Part of the process of innovation involves a certain mindset that not everything goes as planned. If you try enough ideas and try hard enough, some will work out with astounding success while others will be doomed for the deadpool before they even launch. Still, if you have not encouraged your marketing organization to truly embody what it means to innovate and move quickly you will be missing out on massive opportunities to engage your consumers and stakeholders.
It’s easy for senior leadership to get excited about the buzzword “innovation” and they will likely welcome hearing you talk about how you are making your marketing and PR engine more lean and innovative. It’s the kind of stuff managers like to hear. But the reality of innovation is this – it’s not always rosy. Often, it results in bad results.

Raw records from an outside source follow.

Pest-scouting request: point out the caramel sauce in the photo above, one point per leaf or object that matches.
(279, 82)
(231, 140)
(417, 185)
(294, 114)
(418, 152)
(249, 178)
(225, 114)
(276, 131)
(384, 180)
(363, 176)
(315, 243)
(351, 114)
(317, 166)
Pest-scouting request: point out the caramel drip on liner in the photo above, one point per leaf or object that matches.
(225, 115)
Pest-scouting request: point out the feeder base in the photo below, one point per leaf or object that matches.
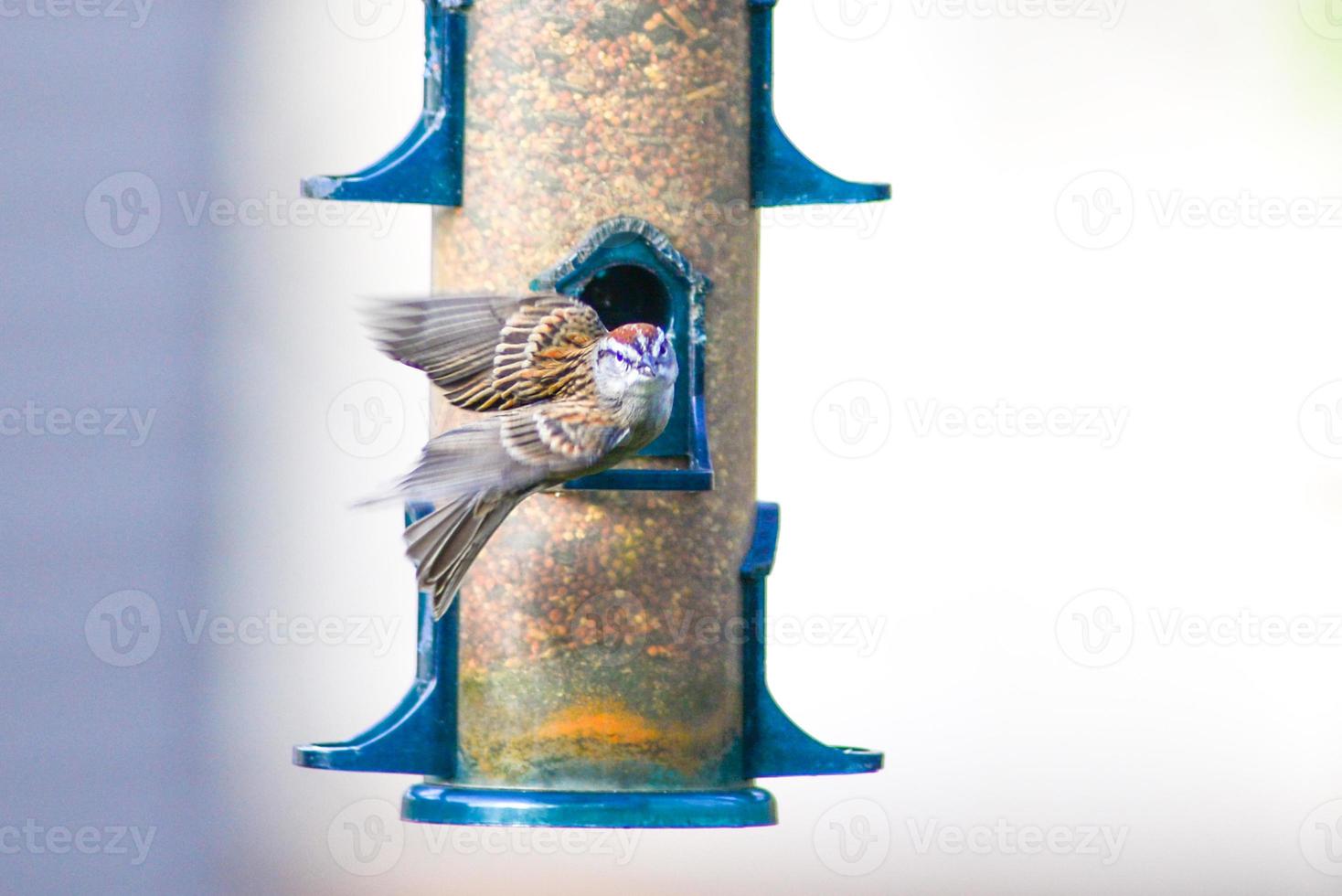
(446, 804)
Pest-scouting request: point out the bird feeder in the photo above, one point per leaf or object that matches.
(604, 661)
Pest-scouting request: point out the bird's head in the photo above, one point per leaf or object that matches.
(635, 357)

To capture all of the upside you also have to accept that there will be downside too. These are a couple of very important mindshifts you will need to consider before you start selling your organization and your agency roster on innovation:
1. It’s OK to Fail
This is such an important mindset to embody and it’s very, very difficult for many managers to accept this reality. A lot of organizations are tuned to extract failure out and in the process make those who may have bold ideas fearful of exploring them. You have to be willing to address that when it comes to marketing and social innovations, some amount of failure is OK. Better than OK, actually, because if you haven’t failed at a couple of things you are probably not taking enough risks. Google was famous for its quarterly planning process involving OKRs (that’s Objectives and Key Results). Each employee was expected to set for themselves every quarter what many might consider absurd performance goals. Most often, we’d fail to reach them and that was considered ideal – the stretch goals usually constituted about 120% of what success really looked like and so by getting to 90% of the goal, major progress was made. This encouraged everyone to experiment and to do so without fear of being tagged “failure.” Note: this is not a license to throw caution to the wind with every project and rush into things. It will be your job to defend every single project coming out of your marketing group to the rest of the company. But you won’t make those strides that will be widely celebrated if you’re not open to failing a little along the way and committed to providing that failure the necessary air cover.

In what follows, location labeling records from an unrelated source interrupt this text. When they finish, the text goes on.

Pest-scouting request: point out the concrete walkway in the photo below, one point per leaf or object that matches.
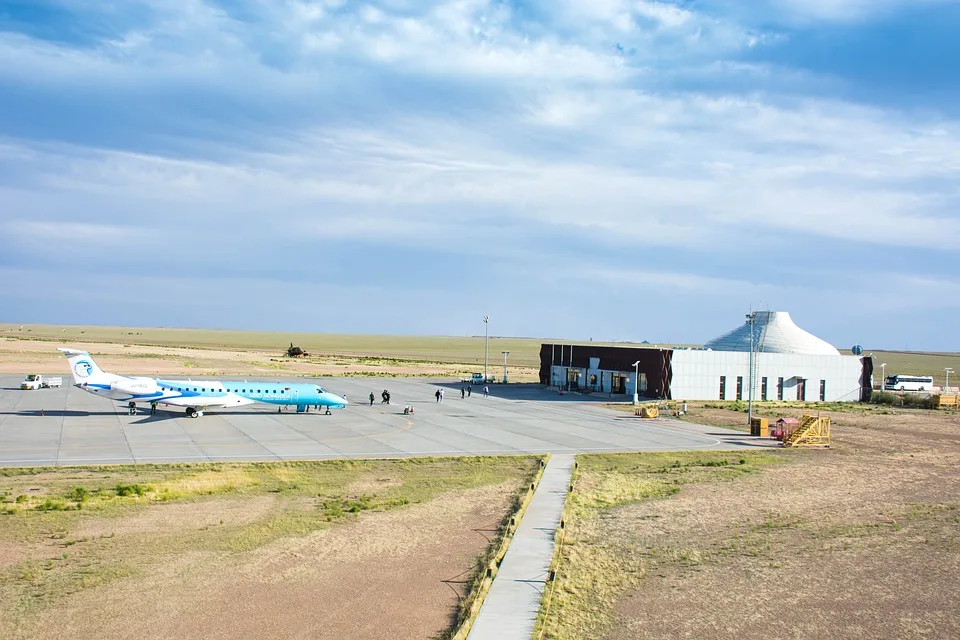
(510, 608)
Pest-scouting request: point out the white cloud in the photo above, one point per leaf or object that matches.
(475, 127)
(848, 10)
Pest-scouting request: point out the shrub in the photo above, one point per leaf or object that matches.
(124, 490)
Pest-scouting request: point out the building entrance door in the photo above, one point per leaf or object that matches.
(618, 383)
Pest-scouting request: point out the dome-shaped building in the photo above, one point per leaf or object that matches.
(788, 364)
(773, 332)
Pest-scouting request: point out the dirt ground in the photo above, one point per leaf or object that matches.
(40, 356)
(380, 577)
(860, 540)
(357, 549)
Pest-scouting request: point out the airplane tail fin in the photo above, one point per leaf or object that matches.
(84, 368)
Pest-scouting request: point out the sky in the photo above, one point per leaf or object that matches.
(605, 169)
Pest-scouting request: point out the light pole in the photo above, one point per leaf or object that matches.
(486, 349)
(750, 317)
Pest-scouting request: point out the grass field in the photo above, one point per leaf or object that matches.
(861, 540)
(524, 352)
(468, 350)
(69, 534)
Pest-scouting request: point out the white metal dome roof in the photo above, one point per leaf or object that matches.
(773, 332)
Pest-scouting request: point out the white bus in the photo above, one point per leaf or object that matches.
(909, 383)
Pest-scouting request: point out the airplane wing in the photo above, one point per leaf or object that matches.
(198, 402)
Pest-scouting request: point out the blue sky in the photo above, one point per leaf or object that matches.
(608, 169)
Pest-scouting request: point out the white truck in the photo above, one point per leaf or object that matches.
(37, 381)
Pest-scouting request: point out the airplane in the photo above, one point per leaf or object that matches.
(192, 395)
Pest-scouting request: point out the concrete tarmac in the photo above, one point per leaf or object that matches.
(79, 428)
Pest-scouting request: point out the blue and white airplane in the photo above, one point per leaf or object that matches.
(194, 395)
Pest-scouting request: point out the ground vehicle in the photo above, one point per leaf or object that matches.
(37, 381)
(908, 383)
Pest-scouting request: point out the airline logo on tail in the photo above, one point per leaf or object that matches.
(82, 369)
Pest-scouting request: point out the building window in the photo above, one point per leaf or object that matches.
(618, 383)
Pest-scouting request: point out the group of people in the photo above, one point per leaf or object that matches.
(385, 397)
(465, 392)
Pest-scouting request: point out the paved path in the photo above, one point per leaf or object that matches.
(510, 608)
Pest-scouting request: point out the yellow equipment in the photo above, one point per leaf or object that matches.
(647, 411)
(813, 431)
(760, 427)
(944, 401)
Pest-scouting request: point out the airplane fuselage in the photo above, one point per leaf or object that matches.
(194, 395)
(200, 393)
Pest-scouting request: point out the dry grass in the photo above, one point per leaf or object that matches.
(857, 541)
(131, 530)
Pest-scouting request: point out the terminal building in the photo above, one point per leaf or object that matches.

2. Re-examine Your Listening Capabilities
I’ve seen this concept tested time and again and it’s another area where most organizations fall short. What often happens is someone in the marketing organization dreams up a grand idea for a new tactic or social innovation program. They write up a brief and put it out to their agency roster for consideration. The agency team executes on the work, launches the initiative and no budget or bandwidth is set aside to iterate or tweak the program. The thing is, most often you don’t get things right the first time. You won’t have time to send everything through QA. What you should be doing is listening intently to your most ardent advocates; generally, they will be first to suggest improvements to a new program, app or initiative and will also be the first to let you know when something goes sideways. If you’re not listening to that chatter closely you’ll miss the insight and if you aren’t aligned with enough bandwidth to tweak the program, you’ll quickly lose your followers. If you follow the “launch it and move on” mentality, you’re almost guaranteed to have mediocre results. So think about how you can make listening a core part of your marketing innovation process.
3. Know When to Sunset
All things come to the end of their logical lifecycle. Bad programs that go sideways will get there a lot faster and if you keep pumping resources into it will drain your organization of energy, money and ideas. Back to my first point, you have to be willing to accept failure every so often and if you’re moving quickly and pushing out new marketing initiatives as fast as you can dream them up, you’ll probably hit a few sour notes. Shut them down and move on. Don’t pump resources into an idea just because it’s there. It’s OK to sunset ideas. Communicate clearly with your fans and consumers about the reasons behind it, move quickly to the next great idea and capture key learnings as you go to ensure you are moving through the ideastream strategically and not just flitting from project to project.
Combined these amount to a seemingly insurmountable obstacle for a lot of marketing organizations. Corporate politics, budgets and planning cycles do not always permit sweeping changes overnight. But be persistent and chip away at them over time. You can change how you engage your stakeholders and market products and services.